少子高齢化よりも人口減少問題が深刻
少子化の要因の一つに「晩婚化」や「結婚をしたがらない若者たち」といったワードがならんでいます.
また結婚しても子育てにお金が掛かるということで,出産をためらう夫婦が多いという分析もあります.
その対策として行政が「男女の出会い」の演出や,「子育て支援プログラム」充実を図ろうとしています.
さて,これで本当に少子化の対策となるのでしょうか?
現在の経済社会では結婚することや出産することで経済的なメリットを与えることが政策的には一番簡単です.
すなわち,結婚すれば〇〇万円のお祝い金,定住すれば住宅補助または購入支援.出産すれば一人当たり〇〇万円,そして保育費無料,医療費は成人までは無料,学費無料・・・とすれば,一時的に出産数も上がるでしょう.
でもこうして産まれてきた子供たちが将来この国の社会で幸せに生きていく事が可能なのでしょうか?
今の社会が,今の大人たちが心から楽しく,幸せに過ごしているところを若い人たちや子供たちにみせていないことが重要ではないかと考えられます.

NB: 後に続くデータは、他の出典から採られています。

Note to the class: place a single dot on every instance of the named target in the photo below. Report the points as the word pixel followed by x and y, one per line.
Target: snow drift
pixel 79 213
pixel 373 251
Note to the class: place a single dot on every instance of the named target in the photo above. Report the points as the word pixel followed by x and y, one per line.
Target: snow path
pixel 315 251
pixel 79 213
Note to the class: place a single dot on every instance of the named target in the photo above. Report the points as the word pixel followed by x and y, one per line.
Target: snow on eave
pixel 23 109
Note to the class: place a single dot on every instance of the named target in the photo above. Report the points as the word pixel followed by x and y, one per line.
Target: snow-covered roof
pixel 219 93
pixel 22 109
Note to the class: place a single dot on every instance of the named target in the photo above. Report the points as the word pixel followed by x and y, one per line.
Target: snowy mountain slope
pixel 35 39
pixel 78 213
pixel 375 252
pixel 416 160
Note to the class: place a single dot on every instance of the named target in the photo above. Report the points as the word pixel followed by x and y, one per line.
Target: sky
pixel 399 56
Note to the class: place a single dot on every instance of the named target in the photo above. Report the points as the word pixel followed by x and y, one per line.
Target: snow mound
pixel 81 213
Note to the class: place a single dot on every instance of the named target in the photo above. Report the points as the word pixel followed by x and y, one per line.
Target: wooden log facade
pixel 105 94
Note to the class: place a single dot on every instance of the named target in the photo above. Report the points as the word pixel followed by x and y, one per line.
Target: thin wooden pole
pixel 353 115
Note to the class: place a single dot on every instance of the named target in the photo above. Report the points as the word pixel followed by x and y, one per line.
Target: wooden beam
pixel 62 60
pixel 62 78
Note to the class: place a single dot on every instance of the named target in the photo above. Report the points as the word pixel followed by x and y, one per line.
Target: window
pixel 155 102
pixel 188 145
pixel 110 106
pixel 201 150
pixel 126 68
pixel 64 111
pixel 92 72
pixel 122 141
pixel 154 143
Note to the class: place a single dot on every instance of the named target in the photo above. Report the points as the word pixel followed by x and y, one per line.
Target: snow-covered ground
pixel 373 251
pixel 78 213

まずは「楽しく,幸せに」という意味をもう一度問い直してはどうでしょう.
収入があって・・・それも大した苦労(労働)もせずに・・・モノだけでなくジカンもお金で自由にできることが楽しく,幸せな生き方だと若い世代にメッセージを送っているのではないのでしょうか.
今の都市生活はエネルギーなどの資源の消費を前提に成立しています.もちろん消費を行なう限りコストが掛かってしまいます.都市生活はお金が掛かるという図式がどうしても出来上がってしまいます.
もし都市生活でもエネルギーや資源の消費を最小限にすることができれば,コストは限りなくミニマムに近づけることができます.その余裕分を「楽しく,幸せに」生活することに向けることをめざしていくことが,結果的にこの社会で安心して暮らすことができ,「楽しく,幸せ」な生活を送ることができることにつながります.
そうなれば,自然と出生率も上がってくるでしょう.
直接的な結婚・出産・子育てに関する費用を負担するのは西洋医学的な考え方と言えます.社会を楽しく幸せに生きていける環境に整えることは東洋医学的な考え方と言えるかもしれません.
今の日本のまちづくりには東洋医学的な発想から見直してみる必要があります.